The two equal sides of an isosceles triangle with fixed base b are decreasing

Solution:

Let ΔABC be isosceles where BC is the base of fixed length b.

Let the length of the two equal sides of ΔABC be a.

Draw $A D \perp B C$.

Now, in ΔADC, by applying the Pythagoras theorem, we have:

$\mathrm{AD}=\sqrt{a^{2}-\frac{b^{2}}{4}}$

$\therefore$ Area of triangle $(A)=\frac{1}{2} b \sqrt{a^{2}-\frac{b^{2}}{4}}$

The rate of change of the area with respect to time (t) is given by,

$\frac{d A}{d t}=\frac{1}{2} b \cdot \frac{2 a}{2 \sqrt{a^{2}-\frac{b^{2}}{4}}} \frac{d a}{d t}=\frac{a b}{\sqrt{4 a^{2}-b^{2}}} \frac{d a}{d t}$

It is given that the two equal sides of the triangle are decreasing at the rate of 3 cm per second.

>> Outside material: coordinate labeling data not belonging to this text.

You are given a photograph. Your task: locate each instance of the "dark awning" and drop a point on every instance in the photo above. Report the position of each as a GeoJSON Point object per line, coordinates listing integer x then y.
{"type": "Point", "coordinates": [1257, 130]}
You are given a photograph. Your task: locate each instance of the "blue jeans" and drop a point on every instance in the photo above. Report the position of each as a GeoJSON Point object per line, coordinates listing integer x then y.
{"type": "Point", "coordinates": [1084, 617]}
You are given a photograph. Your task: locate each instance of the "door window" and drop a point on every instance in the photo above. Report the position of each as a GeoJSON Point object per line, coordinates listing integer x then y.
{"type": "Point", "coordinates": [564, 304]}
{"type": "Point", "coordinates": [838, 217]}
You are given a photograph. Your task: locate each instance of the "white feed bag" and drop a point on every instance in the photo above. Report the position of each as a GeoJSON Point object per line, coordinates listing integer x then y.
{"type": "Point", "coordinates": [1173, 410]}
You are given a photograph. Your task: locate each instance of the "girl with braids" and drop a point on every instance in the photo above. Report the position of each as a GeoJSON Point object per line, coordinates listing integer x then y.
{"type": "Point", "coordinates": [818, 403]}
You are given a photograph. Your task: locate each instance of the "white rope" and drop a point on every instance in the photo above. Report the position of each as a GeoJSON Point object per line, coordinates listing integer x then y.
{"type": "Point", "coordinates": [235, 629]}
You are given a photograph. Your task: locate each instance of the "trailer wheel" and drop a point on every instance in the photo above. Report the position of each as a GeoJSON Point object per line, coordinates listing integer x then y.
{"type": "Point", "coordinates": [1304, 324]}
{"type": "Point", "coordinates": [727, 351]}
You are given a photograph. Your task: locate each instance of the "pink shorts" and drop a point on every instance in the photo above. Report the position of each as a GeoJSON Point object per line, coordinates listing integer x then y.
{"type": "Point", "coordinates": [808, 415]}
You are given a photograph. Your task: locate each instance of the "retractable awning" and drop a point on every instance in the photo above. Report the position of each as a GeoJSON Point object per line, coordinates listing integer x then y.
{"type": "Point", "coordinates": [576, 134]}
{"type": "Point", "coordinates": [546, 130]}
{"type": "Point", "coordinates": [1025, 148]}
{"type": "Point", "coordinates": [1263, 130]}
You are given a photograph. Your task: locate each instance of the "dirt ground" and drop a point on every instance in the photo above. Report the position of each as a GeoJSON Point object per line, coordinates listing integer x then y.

$\therefore \frac{d a}{d t}=-3 \mathrm{~cm} / \mathrm{s}$

$\therefore \frac{d A}{d t}=\frac{-3 a b}{\sqrt{4 a^{2}-b^{2}}}$

Then, when a = b, we have:

$\frac{d A}{d t}=\frac{-3 b^{2}}{\sqrt{4 b^{2}-b^{2}}}=\frac{-3 b^{2}}{\sqrt{3 b^{2}}}=-\sqrt{3} b$

$\frac{d A}{d t}=\frac{-3 b^{2}}{\sqrt{4 b^{2}-b^{2}}}=\frac{-3 b^{2}}{\sqrt{3 b^{2}}}=-\sqrt{3} b$

Hence, if the two equal sides are equal to the base, then the area of the triangle is decreasing at the rate of $\sqrt{3} b \mathrm{~cm}^{2} / \mathrm{s}$.